7) The authors should define clearly what they mean by polarised delivery of α5β1 to the cell front. If one demonstrates (as they have) a greater number of vesicles leaving the front portion of the perinuclear region and proceeding toward the cell front than to the back, this is good, but it's not evidence to support Bretscher's postulate that integrins are disengaged from the substratum and the cell rear and then moved to the front in vesicles. As the paper currently stands, it reads a little like their evidence does support such a process.

Also, they need to mention that there are papers demonstrating spatial restriction of α5β1 recycling at the cell front (Norman) and 'polarised delivery' specifically to the cell rear (Norman, Straube). All of these things are likely going on in various proportions at the same time, so the situation is far more complex than Mark Bretscher envisaged and this need careful discussion.
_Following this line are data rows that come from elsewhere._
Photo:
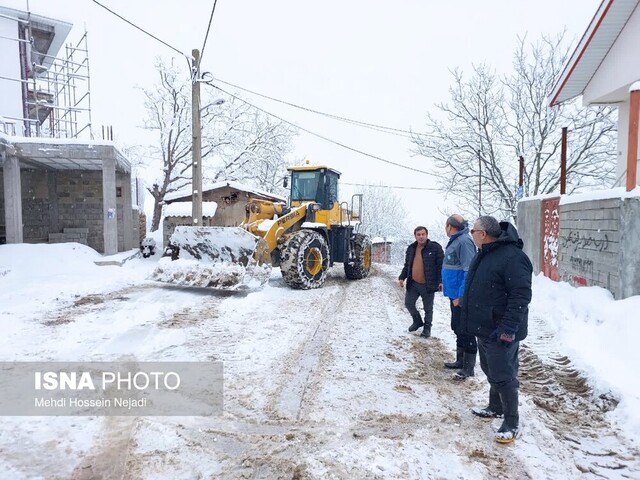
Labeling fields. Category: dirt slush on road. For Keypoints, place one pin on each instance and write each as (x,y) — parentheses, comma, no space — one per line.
(324,383)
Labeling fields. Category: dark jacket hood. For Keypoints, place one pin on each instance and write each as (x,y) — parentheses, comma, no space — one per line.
(509,235)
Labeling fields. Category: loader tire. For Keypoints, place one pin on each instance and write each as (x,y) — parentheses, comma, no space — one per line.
(304,260)
(360,266)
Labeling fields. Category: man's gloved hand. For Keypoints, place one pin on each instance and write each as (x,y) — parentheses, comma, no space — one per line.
(503,334)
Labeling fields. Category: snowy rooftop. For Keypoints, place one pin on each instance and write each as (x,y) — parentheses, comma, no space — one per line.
(54,153)
(184,209)
(186,191)
(619,192)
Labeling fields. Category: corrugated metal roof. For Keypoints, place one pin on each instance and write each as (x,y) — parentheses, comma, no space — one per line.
(604,29)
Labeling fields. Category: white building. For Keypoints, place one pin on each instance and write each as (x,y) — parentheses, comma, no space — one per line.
(605,70)
(57,184)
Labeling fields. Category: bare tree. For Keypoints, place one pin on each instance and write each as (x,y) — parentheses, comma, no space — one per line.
(249,146)
(491,121)
(168,107)
(238,141)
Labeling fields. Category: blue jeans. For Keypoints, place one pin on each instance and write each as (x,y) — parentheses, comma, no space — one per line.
(465,342)
(499,362)
(415,291)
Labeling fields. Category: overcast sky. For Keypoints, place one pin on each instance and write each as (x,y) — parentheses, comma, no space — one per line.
(379,62)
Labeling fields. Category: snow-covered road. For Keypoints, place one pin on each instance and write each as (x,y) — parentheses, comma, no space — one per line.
(318,384)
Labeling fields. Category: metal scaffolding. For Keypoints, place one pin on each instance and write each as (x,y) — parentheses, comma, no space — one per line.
(56,98)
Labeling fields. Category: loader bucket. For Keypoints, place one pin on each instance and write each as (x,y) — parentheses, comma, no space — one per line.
(224,258)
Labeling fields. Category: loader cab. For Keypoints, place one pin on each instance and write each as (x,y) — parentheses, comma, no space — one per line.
(314,184)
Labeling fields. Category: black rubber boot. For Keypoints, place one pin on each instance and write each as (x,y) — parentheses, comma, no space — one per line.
(468,365)
(417,323)
(508,432)
(458,362)
(494,410)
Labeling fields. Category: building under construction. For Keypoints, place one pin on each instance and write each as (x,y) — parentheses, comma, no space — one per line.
(57,183)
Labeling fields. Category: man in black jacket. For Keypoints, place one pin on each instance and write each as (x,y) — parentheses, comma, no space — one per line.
(422,274)
(495,309)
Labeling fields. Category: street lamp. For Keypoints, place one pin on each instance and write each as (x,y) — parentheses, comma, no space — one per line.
(215,103)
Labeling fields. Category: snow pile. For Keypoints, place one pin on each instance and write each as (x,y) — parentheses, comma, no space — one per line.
(600,334)
(225,276)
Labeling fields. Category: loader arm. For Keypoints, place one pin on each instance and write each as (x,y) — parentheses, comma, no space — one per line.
(284,224)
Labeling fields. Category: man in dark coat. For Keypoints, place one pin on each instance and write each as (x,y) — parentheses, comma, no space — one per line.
(422,274)
(495,309)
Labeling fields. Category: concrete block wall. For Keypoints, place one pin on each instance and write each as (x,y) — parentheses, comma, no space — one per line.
(79,203)
(598,242)
(630,254)
(136,227)
(78,235)
(589,243)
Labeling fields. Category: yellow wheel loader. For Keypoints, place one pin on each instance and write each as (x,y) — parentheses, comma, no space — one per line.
(304,239)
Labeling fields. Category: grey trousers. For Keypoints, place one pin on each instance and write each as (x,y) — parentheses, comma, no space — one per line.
(499,362)
(415,291)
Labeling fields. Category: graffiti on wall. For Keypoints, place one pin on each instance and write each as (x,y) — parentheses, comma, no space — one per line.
(550,234)
(578,240)
(582,265)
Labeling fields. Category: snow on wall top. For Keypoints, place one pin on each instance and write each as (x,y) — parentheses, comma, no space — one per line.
(186,191)
(618,192)
(184,209)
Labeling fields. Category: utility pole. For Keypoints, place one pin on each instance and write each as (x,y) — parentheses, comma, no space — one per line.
(563,162)
(196,132)
(479,185)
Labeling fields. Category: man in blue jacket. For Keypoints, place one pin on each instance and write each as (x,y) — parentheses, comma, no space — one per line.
(457,257)
(495,308)
(422,273)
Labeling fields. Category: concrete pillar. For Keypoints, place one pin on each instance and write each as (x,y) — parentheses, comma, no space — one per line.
(12,198)
(54,211)
(634,120)
(109,209)
(127,214)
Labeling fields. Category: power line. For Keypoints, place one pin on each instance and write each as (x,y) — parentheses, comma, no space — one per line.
(204,44)
(139,28)
(390,186)
(318,135)
(380,128)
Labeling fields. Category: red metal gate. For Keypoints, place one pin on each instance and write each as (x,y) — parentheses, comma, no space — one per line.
(549,237)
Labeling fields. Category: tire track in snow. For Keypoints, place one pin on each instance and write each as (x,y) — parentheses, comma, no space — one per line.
(571,409)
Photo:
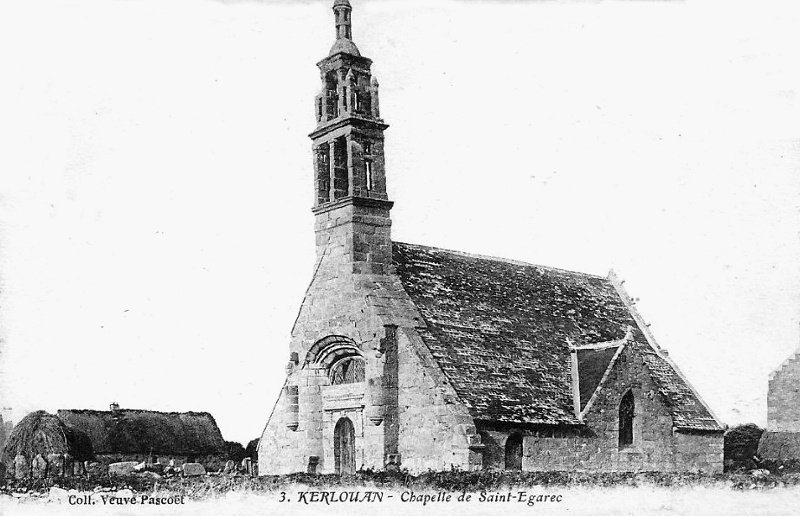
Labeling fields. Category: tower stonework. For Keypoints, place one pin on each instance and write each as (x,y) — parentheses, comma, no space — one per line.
(419,358)
(356,324)
(351,205)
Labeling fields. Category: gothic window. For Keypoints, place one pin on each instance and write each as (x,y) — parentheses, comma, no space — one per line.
(323,174)
(514,451)
(368,169)
(347,370)
(626,412)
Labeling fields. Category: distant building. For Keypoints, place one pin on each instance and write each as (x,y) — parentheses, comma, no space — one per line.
(6,426)
(126,434)
(406,356)
(781,440)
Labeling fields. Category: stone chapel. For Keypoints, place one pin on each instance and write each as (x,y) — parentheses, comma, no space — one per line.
(411,357)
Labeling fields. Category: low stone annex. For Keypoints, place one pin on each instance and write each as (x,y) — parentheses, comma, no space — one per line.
(781,440)
(414,357)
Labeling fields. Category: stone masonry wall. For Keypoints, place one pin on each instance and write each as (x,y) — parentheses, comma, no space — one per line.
(656,446)
(436,430)
(783,397)
(353,295)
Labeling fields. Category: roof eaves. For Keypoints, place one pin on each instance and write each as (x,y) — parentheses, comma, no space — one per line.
(500,259)
(651,341)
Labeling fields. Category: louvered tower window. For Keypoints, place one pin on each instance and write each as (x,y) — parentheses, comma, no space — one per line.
(348,370)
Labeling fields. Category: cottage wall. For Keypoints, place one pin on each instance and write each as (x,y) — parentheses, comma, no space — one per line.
(783,397)
(656,445)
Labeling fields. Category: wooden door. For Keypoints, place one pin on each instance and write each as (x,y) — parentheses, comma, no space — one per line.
(344,449)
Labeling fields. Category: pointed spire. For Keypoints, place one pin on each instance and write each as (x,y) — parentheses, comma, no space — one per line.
(341,12)
(344,31)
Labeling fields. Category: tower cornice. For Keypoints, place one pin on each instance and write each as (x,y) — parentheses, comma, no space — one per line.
(353,201)
(350,120)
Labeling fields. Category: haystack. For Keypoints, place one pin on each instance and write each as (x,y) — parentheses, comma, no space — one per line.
(45,434)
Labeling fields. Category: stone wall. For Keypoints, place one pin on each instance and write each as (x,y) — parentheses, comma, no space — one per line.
(656,445)
(353,296)
(783,397)
(436,430)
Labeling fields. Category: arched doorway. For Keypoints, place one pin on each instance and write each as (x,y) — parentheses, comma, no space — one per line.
(514,451)
(344,447)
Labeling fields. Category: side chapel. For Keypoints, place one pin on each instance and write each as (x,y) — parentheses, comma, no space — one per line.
(406,356)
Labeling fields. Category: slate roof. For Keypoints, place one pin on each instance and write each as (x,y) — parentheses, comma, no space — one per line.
(592,365)
(501,332)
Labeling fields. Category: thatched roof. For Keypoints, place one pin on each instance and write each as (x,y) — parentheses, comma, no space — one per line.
(40,432)
(127,431)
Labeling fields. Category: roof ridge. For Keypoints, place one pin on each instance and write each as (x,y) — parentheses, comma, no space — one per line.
(170,413)
(501,259)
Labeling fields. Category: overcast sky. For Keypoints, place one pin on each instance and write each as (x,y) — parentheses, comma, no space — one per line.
(155,180)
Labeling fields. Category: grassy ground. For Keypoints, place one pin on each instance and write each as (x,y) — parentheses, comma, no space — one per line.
(211,486)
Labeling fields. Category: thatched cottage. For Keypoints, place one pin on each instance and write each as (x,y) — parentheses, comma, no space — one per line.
(405,356)
(136,435)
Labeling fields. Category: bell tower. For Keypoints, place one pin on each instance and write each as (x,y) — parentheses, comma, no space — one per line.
(351,205)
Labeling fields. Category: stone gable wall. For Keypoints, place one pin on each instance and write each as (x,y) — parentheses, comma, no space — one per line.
(783,397)
(352,294)
(656,446)
(436,430)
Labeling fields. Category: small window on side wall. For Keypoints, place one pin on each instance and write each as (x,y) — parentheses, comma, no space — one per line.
(626,413)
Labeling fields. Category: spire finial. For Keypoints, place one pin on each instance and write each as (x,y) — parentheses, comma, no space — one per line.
(344,34)
(341,12)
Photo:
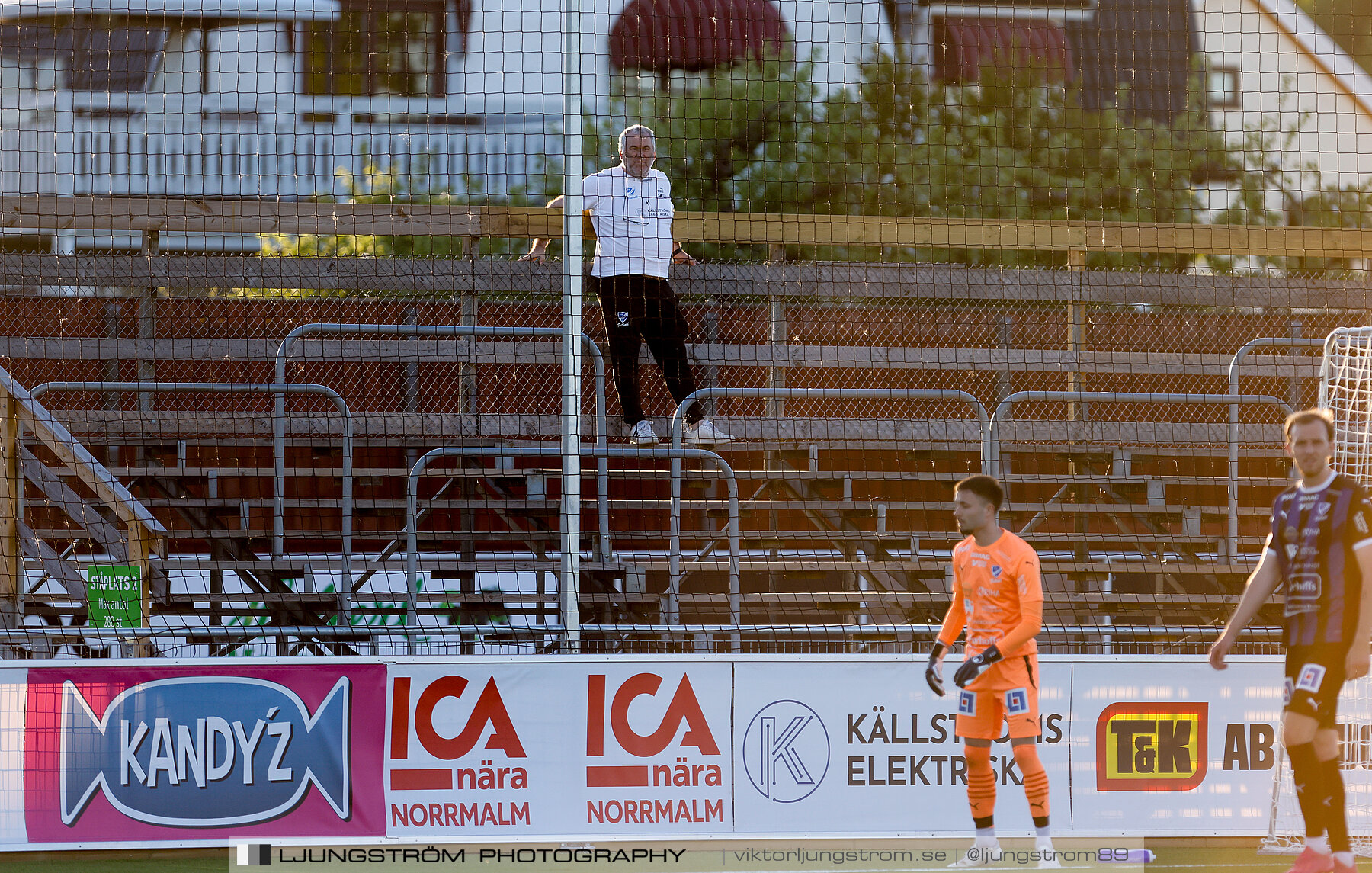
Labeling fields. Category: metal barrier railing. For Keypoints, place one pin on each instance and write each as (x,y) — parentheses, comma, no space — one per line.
(1268,632)
(279,502)
(992,461)
(447,329)
(678,425)
(571,584)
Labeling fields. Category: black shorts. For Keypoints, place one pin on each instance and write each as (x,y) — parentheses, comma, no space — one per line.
(1313,679)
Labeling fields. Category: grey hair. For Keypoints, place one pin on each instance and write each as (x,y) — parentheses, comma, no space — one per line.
(636,130)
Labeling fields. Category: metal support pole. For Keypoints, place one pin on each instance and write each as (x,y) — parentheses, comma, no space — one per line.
(1233,528)
(571,423)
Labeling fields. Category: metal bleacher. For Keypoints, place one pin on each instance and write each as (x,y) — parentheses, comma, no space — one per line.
(844,504)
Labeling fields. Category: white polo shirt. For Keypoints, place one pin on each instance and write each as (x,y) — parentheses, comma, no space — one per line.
(633,220)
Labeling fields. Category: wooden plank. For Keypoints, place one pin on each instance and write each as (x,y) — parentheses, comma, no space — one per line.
(11,492)
(53,563)
(77,509)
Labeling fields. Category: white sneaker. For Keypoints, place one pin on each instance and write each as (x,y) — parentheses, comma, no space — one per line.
(706,434)
(644,434)
(1051,861)
(979,857)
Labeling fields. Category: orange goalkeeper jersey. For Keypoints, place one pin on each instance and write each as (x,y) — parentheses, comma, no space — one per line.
(996,596)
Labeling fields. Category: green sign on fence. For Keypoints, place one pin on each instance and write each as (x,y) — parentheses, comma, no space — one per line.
(114,596)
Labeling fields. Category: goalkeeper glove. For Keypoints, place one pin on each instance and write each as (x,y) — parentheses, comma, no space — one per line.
(933,673)
(973,667)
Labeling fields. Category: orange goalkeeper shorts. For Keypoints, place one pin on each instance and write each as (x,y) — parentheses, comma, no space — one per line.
(1008,692)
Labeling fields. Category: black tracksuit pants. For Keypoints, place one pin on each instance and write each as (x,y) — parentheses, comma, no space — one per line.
(644,309)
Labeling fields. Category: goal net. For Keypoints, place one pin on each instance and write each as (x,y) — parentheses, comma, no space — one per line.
(1346,391)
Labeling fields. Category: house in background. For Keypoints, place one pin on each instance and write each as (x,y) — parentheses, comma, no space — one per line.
(271,98)
(1258,62)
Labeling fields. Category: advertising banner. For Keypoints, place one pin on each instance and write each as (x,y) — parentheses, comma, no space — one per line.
(1176,749)
(490,749)
(216,753)
(13,687)
(864,747)
(557,747)
(114,596)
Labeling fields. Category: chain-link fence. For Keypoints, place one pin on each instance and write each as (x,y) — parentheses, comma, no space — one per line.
(1088,247)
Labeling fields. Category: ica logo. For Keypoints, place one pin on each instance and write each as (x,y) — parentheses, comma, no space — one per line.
(489,710)
(787,751)
(1152,747)
(638,694)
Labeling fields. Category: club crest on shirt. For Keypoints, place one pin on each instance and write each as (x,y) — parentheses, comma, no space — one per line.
(1310,679)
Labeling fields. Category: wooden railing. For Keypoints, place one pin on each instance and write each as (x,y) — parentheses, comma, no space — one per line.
(140,543)
(205,216)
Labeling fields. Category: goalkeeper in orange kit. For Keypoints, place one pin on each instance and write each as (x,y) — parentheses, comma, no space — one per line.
(998,598)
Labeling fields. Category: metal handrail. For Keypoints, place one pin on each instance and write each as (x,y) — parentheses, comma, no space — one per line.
(571,617)
(505,631)
(992,461)
(258,387)
(678,425)
(444,329)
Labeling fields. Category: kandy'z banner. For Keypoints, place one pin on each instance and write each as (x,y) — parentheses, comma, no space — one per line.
(132,753)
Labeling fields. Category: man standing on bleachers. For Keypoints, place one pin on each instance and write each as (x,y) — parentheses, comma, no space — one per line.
(998,598)
(1320,548)
(631,212)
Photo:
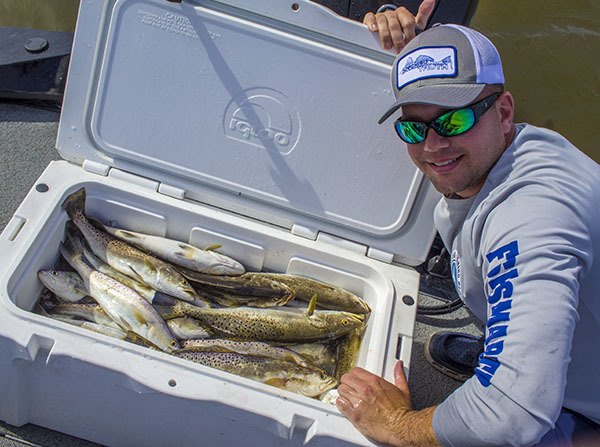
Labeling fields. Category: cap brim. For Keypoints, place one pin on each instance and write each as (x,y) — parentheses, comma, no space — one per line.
(448,95)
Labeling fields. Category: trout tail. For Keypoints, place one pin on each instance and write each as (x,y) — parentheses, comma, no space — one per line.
(75,203)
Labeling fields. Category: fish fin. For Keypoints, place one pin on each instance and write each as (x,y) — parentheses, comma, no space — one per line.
(139,317)
(137,275)
(186,252)
(279,382)
(124,234)
(312,305)
(75,203)
(95,222)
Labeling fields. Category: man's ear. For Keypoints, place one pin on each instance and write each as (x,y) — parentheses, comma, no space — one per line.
(506,107)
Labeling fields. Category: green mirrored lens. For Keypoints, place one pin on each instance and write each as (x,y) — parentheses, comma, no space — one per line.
(455,122)
(411,131)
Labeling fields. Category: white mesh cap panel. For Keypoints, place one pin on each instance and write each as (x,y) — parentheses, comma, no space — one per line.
(487,59)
We regret confusion caused by term "polarized delivery of α5-integrin". To clarify, we are specifically looking at the transport of perinuclear α5-integrins either to the front or rear of migrating cells. We do not intend to make any claim in regards to the origin of these integrins, regardless of whether they are internalized from the cell rear or the cell front. To make it clear to readers, we specifically changed "polarized transport/delivery of α5-integrins" to "polarized transport/delivery of perinuclear α5-integrins" in the text. Regarding a detailed discussion of Mark Bretscher’s model, we make a single reference to his 1989 and 1992 papers, which were written before contributions of Rabs were understood. We changed "polarized delivery" to "polarized delivery from cytoplasmic compartments to the leading edge of migrating fibroblasts" in the subsection “Identification of α5β1-integrin as an AnkB/RabGAP1L-dependent cargo”, where we cited his papers. His finding (Bretscher, 1989) actually stated internalization occurred all over the cell and did not specify a particular location: "[…] This directed flow is produced by the endocytosis of lipids plus receptors randomly over the cell surface combined with their return to the cell surface at the leading edge […] the fibronectin receptor follows a similar course to other circulating receptors". We acknowledge that recent studies utilizing the photoactivation strategy (Zech et al., 2011; Dozynkiewicz et al., 2012) revealed that the situation of integrin trafficking/recycling is much more complex than the initial Brescher's model and feel that a detailed discussion of all of the subsequent papers on this topic is more appropriate for a review focused on integrins, which we cite (Caswell et al., 2009; Bridgewater et al., 2012; Arjonen et al., 2012; De Franceschi et al., 2015).